Download multiple files form an online directory

48 views Asked by At

I have the following website: https://www.coes.org.pe/Portal/PostOperacion/Reportes/Ieod and I wanted to download all the files from 2021 to 2023. Once you enter to the website you can choose between different folders but now I only want to focus en the 2023 one and download all the files in that folder.

I've try using loops and the rvest package with no avail. I want to be able to download all files in the 2023 folder but I can't find my way around the code. Please help.

Extra Info:

So the code I use is a very basic one since I'm just starting to work with more complex task in R, here is what I tried.

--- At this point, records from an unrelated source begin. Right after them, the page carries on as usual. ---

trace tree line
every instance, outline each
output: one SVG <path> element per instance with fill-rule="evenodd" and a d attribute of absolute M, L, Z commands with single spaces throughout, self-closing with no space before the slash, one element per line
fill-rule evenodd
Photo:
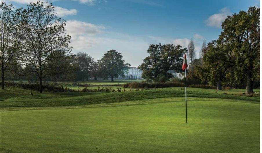
<path fill-rule="evenodd" d="M 36 76 L 41 93 L 43 79 L 88 80 L 92 76 L 95 80 L 110 77 L 113 81 L 130 66 L 115 50 L 97 61 L 84 53 L 73 54 L 66 21 L 56 15 L 52 3 L 39 1 L 27 6 L 15 9 L 12 5 L 0 4 L 2 89 L 7 72 L 13 77 Z"/>
<path fill-rule="evenodd" d="M 182 58 L 186 52 L 189 64 L 187 77 L 198 84 L 236 88 L 245 85 L 245 93 L 254 93 L 254 82 L 260 76 L 260 8 L 250 7 L 247 11 L 228 16 L 223 23 L 217 40 L 202 44 L 200 58 L 196 59 L 194 40 L 188 48 L 179 45 L 151 45 L 150 55 L 139 68 L 143 77 L 155 81 L 172 77 L 169 70 L 181 73 Z M 259 84 L 257 83 L 257 84 Z"/>
<path fill-rule="evenodd" d="M 2 88 L 5 73 L 12 77 L 23 76 L 39 81 L 106 79 L 123 75 L 130 66 L 115 50 L 95 61 L 86 53 L 71 53 L 71 37 L 66 34 L 66 21 L 58 17 L 52 4 L 30 3 L 26 9 L 0 4 L 0 68 Z M 260 9 L 229 16 L 223 22 L 218 38 L 207 45 L 204 40 L 200 58 L 196 58 L 194 40 L 187 48 L 179 45 L 150 45 L 149 56 L 138 68 L 142 77 L 163 82 L 174 77 L 170 70 L 183 74 L 184 54 L 189 66 L 188 77 L 197 84 L 237 88 L 245 84 L 245 92 L 253 92 L 260 78 Z"/>

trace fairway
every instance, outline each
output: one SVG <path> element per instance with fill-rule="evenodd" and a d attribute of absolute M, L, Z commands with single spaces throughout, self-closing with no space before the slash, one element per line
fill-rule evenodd
<path fill-rule="evenodd" d="M 0 148 L 21 153 L 259 151 L 259 103 L 191 97 L 188 103 L 188 124 L 181 97 L 2 109 Z"/>

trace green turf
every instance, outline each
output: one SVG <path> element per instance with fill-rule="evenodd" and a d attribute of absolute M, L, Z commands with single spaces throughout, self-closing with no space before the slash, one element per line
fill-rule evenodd
<path fill-rule="evenodd" d="M 21 153 L 259 151 L 259 104 L 189 98 L 187 124 L 184 100 L 1 109 L 0 148 Z"/>
<path fill-rule="evenodd" d="M 0 153 L 259 151 L 259 94 L 188 88 L 186 124 L 183 89 L 129 90 L 1 90 Z"/>
<path fill-rule="evenodd" d="M 130 89 L 129 89 L 130 90 Z M 18 92 L 16 92 L 16 90 Z M 128 90 L 127 91 L 129 91 Z M 27 92 L 26 91 L 28 91 Z M 259 90 L 255 91 L 259 92 Z M 229 94 L 223 94 L 225 92 Z M 240 96 L 239 91 L 229 90 L 217 92 L 216 90 L 188 88 L 188 97 L 214 98 L 248 101 L 259 102 L 259 95 L 252 97 Z M 128 101 L 137 100 L 152 98 L 185 96 L 185 91 L 181 88 L 169 88 L 157 90 L 114 93 L 74 92 L 45 93 L 42 94 L 34 92 L 32 96 L 29 91 L 7 88 L 3 92 L 0 92 L 2 99 L 0 108 L 28 107 L 62 106 L 84 105 L 95 103 L 122 102 Z M 16 95 L 14 94 L 19 94 Z M 74 96 L 75 94 L 76 96 Z"/>

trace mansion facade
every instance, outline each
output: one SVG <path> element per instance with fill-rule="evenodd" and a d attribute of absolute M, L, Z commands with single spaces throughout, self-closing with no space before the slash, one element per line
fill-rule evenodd
<path fill-rule="evenodd" d="M 135 67 L 130 67 L 127 72 L 125 73 L 124 79 L 142 79 L 141 76 L 143 71 Z"/>

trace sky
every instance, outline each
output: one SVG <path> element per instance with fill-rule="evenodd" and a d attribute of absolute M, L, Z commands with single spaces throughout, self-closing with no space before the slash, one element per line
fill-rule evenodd
<path fill-rule="evenodd" d="M 17 8 L 37 0 L 0 0 Z M 187 47 L 194 39 L 199 57 L 203 39 L 218 38 L 228 15 L 259 7 L 259 0 L 48 0 L 67 21 L 72 53 L 86 52 L 96 60 L 111 50 L 137 67 L 150 44 Z"/>

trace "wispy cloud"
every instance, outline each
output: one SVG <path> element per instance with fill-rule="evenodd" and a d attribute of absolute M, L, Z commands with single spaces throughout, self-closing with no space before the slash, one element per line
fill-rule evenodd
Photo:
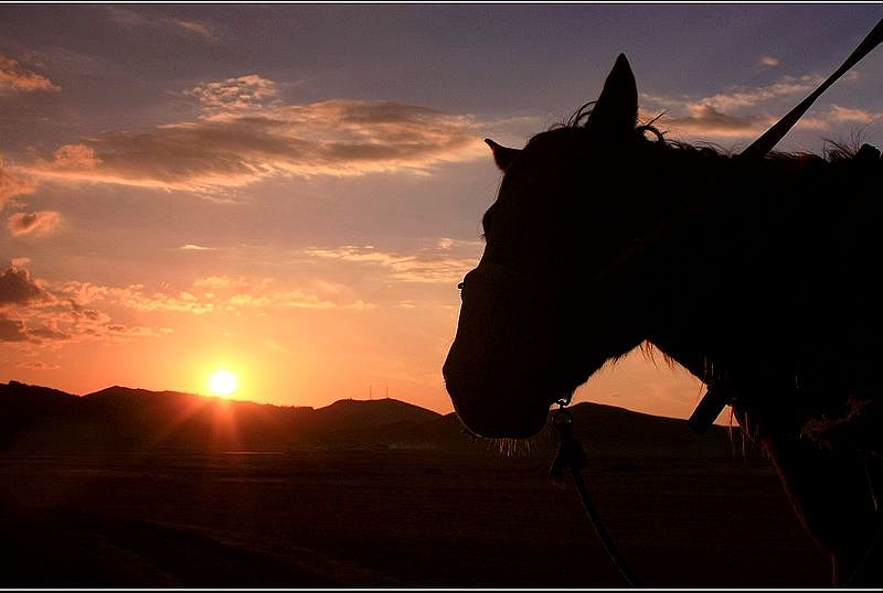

IOD <- read_html("https://www.coes.org.pe/Portal/PostOperacion/Reportes/Ieod?path=Post%20Operaci%C3%B3n%2FReportes%2FIEOD%2F2023%2F")
urls <- IOD %>% 
  html_nodes('context-menu-list-context-menu-root') %>%    # get all `area` nodes
  html_attr('href') %>%    # get the link attribute of each node
  sub('.htm$', '.zip', .) %>%    # change file suffix
  paste0('https://www.coes.org.pe/Portal/PostOperacion/Reportes/Ieod', .)    # append to base URL

# create a directory for it all
dir <- file.path(tempdir(), 'COES')
dir.create(dir)

lapply(urls, function(url) download.file(url, file.path(dir, basename(url))))

# check it's there
list.files(dir)

Once I run that code the outputs were:

IOD <- read_html("https://www.coes.org.pe/Portal/PostOperacion/Reportes/Ieod?path=Post%20Operaci%C3%B3n%2FReportes%2FIEOD%2F2023%2F")
urls <- IOD %>% 
  html_nodes('context-menu-list-context-menu-root') %>%
     # get all `area` nodes
  html_attr('href') %>%
     # get the link attribute of each node
  sub('.htm$', '.zip', .) %>%
     # change file suffix
  paste0('https://www.coes.org.pe/Portal/PostOperacion/Reportes/Ieod', .)    # append to base URL

# create a directory for it all
dir <- file.path(tempdir(), 'COES')
dir.create(dir)
# Warning message:
# In dir.create(dir) :
#   'C:\Users\RCV\AppData\Local\Temp\Rtmp0AUH8C\COES' already exists

lapply(urls, function(url) download.file(url, file.path(dir, basename(url))))
# probando la URL 'https://www.coes.org.pe/Portal/PostOperacion/Reportes/Ieod'
# Content type 'text/html; charset=utf-8' length 48185 bytes (47 KB)
# downloaded 47 KB
# [[1]]
# [1] 0

# check it's there
list.files(dir)
# [1] "Ieod"  "Ieod#"

I'm actually lost on what to do to be honest. Sorry is this is kinda of a basic question.

1

There are 1 answers

0
Grzegorz Sapijaszko On

My attempt with rvest::read_html_live():

First of all we have to get monthly links:

url <- "https://www.coes.org.pe/Portal/PostOperacion/Reportes/Ieod?path=Post%20Operaci%C3%B3n%2FReportes%2FIEOD%2F2023%2F"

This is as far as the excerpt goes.